The lesson the social media community took away from Eagle: Companies must (a) implement a social media ownership policy across the board for any social media used by their employees in the context of sales or marketing; and (b) sales or leads generated through social media should be tracked in terms of dollars and cents in order to better prove damages should they ever be in this type of ordeal before a court.
Related Article: Are Hashtags Intellectual Property?
Questions to Consider
So now that it is clear that a “social media ownership” policy is the best way to cover your virtual behind, what areas should you address in such a policy? For starters, some of the important areas to cover are:
- Disclosure of any User Account Name and Password made for the Company or for the express purpose of generating sales, promoting press releases, or announcing product launches, etc.
- Will the Account be created using the Employee +Company Name or just the Company Name?
- Name Identifying handles? Company identifying handles?
- Ex. @FirstNameLastName or @CompanyName_PR or @CompanyName_EmployeeName
- Name Identifying handles?

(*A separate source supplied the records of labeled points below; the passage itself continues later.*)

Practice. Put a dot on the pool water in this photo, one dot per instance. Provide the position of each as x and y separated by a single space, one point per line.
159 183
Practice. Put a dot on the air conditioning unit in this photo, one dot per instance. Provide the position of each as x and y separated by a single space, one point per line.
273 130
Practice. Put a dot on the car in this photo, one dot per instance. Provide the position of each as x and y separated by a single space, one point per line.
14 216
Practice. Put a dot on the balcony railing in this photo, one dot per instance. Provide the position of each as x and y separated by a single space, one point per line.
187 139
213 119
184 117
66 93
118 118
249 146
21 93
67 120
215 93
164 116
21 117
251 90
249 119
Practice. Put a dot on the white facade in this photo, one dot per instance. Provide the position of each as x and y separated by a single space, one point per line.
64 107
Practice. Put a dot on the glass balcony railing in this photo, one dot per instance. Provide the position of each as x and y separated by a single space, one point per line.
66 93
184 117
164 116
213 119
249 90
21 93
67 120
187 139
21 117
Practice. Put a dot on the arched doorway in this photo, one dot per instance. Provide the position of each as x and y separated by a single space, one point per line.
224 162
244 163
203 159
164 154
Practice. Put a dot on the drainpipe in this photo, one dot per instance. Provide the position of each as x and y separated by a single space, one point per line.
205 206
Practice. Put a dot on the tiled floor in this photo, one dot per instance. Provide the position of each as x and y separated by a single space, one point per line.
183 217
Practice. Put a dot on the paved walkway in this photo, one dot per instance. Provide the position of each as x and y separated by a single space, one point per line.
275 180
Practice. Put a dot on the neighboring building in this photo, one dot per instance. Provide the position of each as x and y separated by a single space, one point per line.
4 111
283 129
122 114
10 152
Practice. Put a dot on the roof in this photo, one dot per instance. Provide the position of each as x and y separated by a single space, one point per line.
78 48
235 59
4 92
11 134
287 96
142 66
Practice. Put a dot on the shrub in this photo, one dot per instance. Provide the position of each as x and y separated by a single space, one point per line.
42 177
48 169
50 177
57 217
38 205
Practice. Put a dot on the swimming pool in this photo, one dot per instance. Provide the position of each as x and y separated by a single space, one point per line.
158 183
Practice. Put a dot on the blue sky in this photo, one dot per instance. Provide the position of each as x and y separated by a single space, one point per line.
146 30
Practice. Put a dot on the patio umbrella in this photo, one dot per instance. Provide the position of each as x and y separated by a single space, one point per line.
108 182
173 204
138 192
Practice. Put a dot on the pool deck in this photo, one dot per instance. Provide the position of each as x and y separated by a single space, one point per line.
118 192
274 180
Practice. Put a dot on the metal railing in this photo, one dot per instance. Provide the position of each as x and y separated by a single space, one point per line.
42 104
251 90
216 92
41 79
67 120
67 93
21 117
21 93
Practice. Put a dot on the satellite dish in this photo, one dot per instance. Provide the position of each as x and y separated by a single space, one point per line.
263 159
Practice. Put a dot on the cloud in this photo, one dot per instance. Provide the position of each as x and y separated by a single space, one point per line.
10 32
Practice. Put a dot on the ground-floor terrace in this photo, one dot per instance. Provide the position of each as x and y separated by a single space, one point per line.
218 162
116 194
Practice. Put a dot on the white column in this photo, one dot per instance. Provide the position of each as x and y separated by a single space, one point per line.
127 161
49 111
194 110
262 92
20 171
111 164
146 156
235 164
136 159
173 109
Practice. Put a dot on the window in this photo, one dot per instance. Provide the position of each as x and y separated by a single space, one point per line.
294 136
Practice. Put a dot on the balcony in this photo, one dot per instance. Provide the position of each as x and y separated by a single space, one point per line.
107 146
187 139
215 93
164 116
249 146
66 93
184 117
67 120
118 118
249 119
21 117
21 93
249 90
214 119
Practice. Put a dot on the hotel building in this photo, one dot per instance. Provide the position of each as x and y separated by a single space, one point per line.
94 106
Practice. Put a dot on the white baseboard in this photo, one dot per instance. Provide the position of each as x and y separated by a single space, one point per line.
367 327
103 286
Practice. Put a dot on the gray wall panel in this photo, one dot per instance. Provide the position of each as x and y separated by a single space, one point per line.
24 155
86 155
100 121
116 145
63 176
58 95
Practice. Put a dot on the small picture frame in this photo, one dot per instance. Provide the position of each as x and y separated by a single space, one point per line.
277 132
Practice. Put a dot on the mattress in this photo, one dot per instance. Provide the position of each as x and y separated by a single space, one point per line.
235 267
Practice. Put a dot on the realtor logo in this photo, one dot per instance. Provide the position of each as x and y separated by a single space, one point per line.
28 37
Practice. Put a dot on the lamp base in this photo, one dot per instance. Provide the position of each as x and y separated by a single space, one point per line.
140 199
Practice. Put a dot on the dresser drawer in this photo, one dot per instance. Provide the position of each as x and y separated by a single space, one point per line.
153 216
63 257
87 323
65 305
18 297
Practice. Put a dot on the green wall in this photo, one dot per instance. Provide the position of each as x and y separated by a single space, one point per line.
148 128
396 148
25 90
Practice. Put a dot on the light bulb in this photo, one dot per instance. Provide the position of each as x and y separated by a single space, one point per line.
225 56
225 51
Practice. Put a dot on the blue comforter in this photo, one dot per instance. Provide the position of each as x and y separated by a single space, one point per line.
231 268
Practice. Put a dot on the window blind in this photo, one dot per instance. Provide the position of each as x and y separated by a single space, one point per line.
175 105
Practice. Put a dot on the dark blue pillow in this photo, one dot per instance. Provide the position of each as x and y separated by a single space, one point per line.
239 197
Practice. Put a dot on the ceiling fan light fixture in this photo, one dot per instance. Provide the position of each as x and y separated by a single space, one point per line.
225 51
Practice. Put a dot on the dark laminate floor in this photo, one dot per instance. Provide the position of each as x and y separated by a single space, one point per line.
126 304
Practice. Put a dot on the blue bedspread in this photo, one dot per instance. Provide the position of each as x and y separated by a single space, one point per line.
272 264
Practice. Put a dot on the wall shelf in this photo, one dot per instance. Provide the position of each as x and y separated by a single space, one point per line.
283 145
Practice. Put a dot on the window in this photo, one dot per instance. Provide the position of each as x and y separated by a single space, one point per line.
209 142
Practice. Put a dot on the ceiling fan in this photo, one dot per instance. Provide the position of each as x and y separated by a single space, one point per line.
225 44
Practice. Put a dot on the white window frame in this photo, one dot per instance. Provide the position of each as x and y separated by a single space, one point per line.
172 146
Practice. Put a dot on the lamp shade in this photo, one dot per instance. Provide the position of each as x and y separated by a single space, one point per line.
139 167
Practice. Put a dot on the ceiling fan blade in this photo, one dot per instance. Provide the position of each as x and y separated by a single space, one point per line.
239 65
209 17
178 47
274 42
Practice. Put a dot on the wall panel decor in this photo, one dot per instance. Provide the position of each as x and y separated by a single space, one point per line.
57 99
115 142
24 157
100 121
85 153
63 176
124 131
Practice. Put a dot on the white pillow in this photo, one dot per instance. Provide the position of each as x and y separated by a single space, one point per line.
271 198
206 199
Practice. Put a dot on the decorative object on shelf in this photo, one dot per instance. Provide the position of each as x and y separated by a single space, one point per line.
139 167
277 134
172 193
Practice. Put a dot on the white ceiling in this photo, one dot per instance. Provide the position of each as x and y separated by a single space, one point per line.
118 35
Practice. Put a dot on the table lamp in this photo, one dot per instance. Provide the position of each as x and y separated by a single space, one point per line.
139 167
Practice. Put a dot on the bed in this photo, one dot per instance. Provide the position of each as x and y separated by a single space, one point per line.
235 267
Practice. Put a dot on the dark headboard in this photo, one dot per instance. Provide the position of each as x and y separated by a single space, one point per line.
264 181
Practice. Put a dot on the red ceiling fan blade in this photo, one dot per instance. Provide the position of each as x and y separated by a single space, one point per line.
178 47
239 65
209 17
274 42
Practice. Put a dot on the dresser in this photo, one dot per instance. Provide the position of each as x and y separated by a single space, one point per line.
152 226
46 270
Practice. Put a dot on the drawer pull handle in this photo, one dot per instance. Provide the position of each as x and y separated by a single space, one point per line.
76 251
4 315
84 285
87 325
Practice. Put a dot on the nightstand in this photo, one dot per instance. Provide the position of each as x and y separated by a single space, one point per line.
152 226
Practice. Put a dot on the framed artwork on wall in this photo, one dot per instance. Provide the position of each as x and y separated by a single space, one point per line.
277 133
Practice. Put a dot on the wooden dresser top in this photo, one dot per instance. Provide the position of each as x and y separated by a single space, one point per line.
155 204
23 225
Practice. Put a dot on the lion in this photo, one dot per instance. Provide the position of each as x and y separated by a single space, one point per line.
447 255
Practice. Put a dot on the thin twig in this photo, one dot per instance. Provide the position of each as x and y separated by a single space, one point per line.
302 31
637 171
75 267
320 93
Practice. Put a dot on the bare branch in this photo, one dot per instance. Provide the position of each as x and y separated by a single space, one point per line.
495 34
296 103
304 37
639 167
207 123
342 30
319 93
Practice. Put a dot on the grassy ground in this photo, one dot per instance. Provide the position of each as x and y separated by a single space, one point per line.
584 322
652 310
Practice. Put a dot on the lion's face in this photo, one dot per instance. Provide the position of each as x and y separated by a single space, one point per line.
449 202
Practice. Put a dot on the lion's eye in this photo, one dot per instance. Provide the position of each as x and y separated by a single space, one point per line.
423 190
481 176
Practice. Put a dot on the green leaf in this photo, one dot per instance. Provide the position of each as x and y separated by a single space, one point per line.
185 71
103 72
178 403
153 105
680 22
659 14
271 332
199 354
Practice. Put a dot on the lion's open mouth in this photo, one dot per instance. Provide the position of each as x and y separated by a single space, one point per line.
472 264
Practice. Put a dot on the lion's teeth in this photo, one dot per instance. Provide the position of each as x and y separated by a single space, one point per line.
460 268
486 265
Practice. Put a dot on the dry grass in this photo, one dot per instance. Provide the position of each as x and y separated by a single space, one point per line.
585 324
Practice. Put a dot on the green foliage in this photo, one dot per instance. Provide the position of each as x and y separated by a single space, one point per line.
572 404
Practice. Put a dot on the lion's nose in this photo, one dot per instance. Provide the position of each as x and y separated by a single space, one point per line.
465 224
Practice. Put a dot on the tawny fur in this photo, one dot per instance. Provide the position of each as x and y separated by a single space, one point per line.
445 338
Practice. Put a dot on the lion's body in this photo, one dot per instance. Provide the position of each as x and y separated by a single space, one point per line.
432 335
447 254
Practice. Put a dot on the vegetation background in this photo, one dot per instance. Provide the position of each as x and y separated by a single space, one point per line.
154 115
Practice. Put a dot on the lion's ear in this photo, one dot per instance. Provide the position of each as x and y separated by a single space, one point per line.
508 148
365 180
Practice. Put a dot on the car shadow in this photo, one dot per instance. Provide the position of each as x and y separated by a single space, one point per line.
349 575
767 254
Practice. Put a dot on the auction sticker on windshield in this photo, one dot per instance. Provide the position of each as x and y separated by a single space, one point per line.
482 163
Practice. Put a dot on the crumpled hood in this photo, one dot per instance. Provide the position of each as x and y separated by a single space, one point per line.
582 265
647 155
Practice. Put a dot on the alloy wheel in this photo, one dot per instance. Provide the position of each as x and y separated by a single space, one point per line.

Company identifying handles?
- Description of the Company’s policy on what news or content will be posted and how it will be posted?
- Can employees use their own personal accounts to promote press releases, product launches, network?
- Agreement on “who owns” followers, friends, contacts – make this a bold statement disclaiming who owns what.
- Procedure for handling the exchange of a social media account during an employee and company separation.
With more and more companies depending on Twitter, Facebook, LinkedIn, YouTube and Instagram to connect with their customers and post promotional advertisements, press releases and sweepstakes, the lessons from PhoneDog and Eagle are not to be ignored.
For more advice on instituting a policy, contact your attorney; not doing so could land your company in the “no-friend zone.”